Alaska has very few road connections compared to the rest of the U.S. The road system covers a relatively small area of the state, and Juneau, the state capital, is not accessible by road, nor is much of the western part of the state. Anchorage, while way south, is the center of the universe in Alaska — more than half the population of the entire state (737,000 people, give or take) lives in the Anchorage metropolitan area — so nearly all the roads that do exist, and there aren’t many, connect to Anchorage. That said, we did rent an SUV for two weeks so we could drive to a couple of the national parks (south to Kenai Fjords NP in Seward and north and east to Wrangell-St. Elias NP in Chitina) and drive to a few towns of interest to us. While Valdez was not on our radar screen when we planned our time in Alaska, it was recommended as a beautiful drive by C.D. and Kathy at our B&B, so we decided to take a day trip down the Richardson Highway to the coastal town of Valdez.
Three things stand out in our minds about this trip. First, was the drive itself. In every direction and around every turn the views were spectacular! Have a look at what we saw, keeping in mind the pictures don’t do it justice:
The next highlight was seeing the Worthington Glacier. There are several types of glaciers; this one is a valley glacier. Gravity pulls the ice and moraine down as it bulldozes its way through the valley. Like most other glaciers on the continent, this one is receding, although thankfully not at the rate of most others.
A state park provides access to the glacier, and we had lots of fun hiking to it, then on it and under it — there was a cave-like overhang that we could walk into — pretty cool, if not a little eerie and scary! The blues and turquoises of the glacier were spectacular to see up close.
Valdez is a little fishing port where the highway ends; it’s one of the most important ports in all of Alaska. It receives products for use in the interior as well as ships oil brought down via the Trans-Alaska Pipeline from Prudhoe Bay in northern Alaska. Here in Valdez the oil is loaded onto tanker ships for transport.
We didn’t come here to see the oil and gas terminal, however; we got guidance to see the fish hatchery and this was the third noteworthy experience of our roadtrip.
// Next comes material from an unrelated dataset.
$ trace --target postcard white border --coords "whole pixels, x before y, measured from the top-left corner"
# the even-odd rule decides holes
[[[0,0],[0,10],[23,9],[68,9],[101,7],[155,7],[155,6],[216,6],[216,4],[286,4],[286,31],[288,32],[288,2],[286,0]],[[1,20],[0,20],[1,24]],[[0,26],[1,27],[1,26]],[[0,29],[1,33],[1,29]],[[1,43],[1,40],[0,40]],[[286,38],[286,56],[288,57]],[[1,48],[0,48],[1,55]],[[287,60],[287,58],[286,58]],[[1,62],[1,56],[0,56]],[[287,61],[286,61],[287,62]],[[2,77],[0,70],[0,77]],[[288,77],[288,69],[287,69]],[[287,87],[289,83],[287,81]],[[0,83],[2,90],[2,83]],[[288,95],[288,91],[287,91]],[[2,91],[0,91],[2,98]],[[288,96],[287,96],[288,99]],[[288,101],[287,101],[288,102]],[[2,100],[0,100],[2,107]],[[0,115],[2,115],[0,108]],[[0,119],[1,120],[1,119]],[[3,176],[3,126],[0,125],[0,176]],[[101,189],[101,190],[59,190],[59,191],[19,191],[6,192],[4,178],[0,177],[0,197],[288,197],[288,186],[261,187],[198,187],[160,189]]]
The Solomon Gulch Hatchery had a fish weir that was in place during this, the spawning season for king salmon (a.k.a. chinook) and we watched for nearly an hour as hundreds, if not thousands, of salmon attempted to return to their place of birth to spawn and die, thus completing their interesting and complex lifecycle.
Our road trip to Valdez was just one of many highlights during our Alaska adventures. We had a terrific day and were grateful for the suggestion to make a drive down yet another highway that came to an end in this great little Alaska town.